Kein Fussball-Feuerwerk, dafür ein Rot-Festival mit drei Platzverweisen und der grossen Erlösung: Mexiko hat seinen Auftaktfluch besiegt und einen perfekten Start in die Weltmeisterschaft hingelegt. Im legendären Aztekenstadion gewann der WM-Mitgastgeber in einer Neuauflage des Eröffnungsspiels von 2010 gegen ein schwaches und am Ende doppelt dezimiertes Südafrika mit 2:0.
Julian Quinones (9. Minute) sorgte mit seinem Tor für einen furiosen Beginn und früh für Gänsehaut-Atmosphäre in der mit 80'824 Fans ausverkauften Arena.
In der 50. Minute das nächste Fiasko für die Bafana-Bafana-Truppe. Brian Gutiérrez wird steil geschickt, entwischt der südafrikanischen Abwehr kurz hinter der Mittellinie – und wird von Sphephelo Sithole mit einer Notbremse kurz vor dem Strafraum gestoppt. Der brasilianische Schiedsrichter Wilton Sampaio zückt Rot.

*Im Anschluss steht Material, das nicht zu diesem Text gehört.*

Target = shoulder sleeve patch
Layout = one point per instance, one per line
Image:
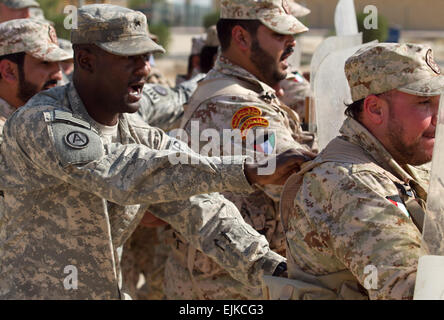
(243, 113)
(75, 143)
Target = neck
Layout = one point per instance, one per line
(93, 101)
(240, 58)
(10, 96)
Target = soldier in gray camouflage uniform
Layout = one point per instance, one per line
(16, 9)
(79, 170)
(24, 45)
(354, 227)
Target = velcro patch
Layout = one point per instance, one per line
(396, 200)
(251, 123)
(243, 113)
(74, 143)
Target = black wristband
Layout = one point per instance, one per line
(280, 269)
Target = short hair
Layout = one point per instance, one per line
(17, 58)
(225, 27)
(207, 58)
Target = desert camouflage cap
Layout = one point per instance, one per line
(197, 44)
(379, 68)
(20, 4)
(115, 29)
(212, 40)
(298, 10)
(34, 37)
(274, 14)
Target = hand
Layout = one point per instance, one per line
(150, 221)
(287, 163)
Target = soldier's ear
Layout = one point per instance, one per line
(85, 59)
(8, 71)
(374, 109)
(241, 38)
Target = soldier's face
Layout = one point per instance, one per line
(120, 81)
(7, 13)
(269, 53)
(35, 76)
(411, 127)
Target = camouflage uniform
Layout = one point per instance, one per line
(69, 200)
(196, 275)
(33, 37)
(359, 208)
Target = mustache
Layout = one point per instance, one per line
(288, 51)
(49, 83)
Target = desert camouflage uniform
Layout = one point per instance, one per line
(5, 111)
(358, 211)
(70, 200)
(258, 209)
(344, 219)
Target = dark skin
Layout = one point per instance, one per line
(108, 85)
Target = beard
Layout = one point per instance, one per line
(412, 154)
(266, 64)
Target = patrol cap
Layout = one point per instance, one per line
(274, 14)
(212, 40)
(20, 4)
(34, 37)
(298, 10)
(117, 30)
(382, 67)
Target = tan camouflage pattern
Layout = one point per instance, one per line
(115, 29)
(143, 263)
(32, 36)
(212, 40)
(5, 111)
(296, 90)
(343, 221)
(298, 10)
(382, 67)
(162, 107)
(274, 14)
(78, 208)
(20, 4)
(258, 210)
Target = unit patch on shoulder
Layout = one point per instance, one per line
(244, 113)
(161, 90)
(251, 123)
(396, 200)
(77, 140)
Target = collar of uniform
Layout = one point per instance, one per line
(5, 109)
(79, 110)
(226, 67)
(358, 134)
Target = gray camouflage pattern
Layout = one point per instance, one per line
(5, 111)
(32, 36)
(382, 67)
(67, 206)
(343, 221)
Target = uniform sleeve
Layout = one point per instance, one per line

In der Schlussphase meldet sich der VAR, nachdem der eingewechselte Themba Zwane Gegenspieler Roberto Alvarado leicht am Kopf trifft. Der Unparteiische schaut sich die Szene am Monitor mehrfach an – am Ende resultiert der zweite Platzverweis für Südafrika (84.). Der Unparteiische kommuniziert seinen Entscheid dabei per Funk ins Stadion – in einem – gelinde ausgedrückt – holprigen Englisch.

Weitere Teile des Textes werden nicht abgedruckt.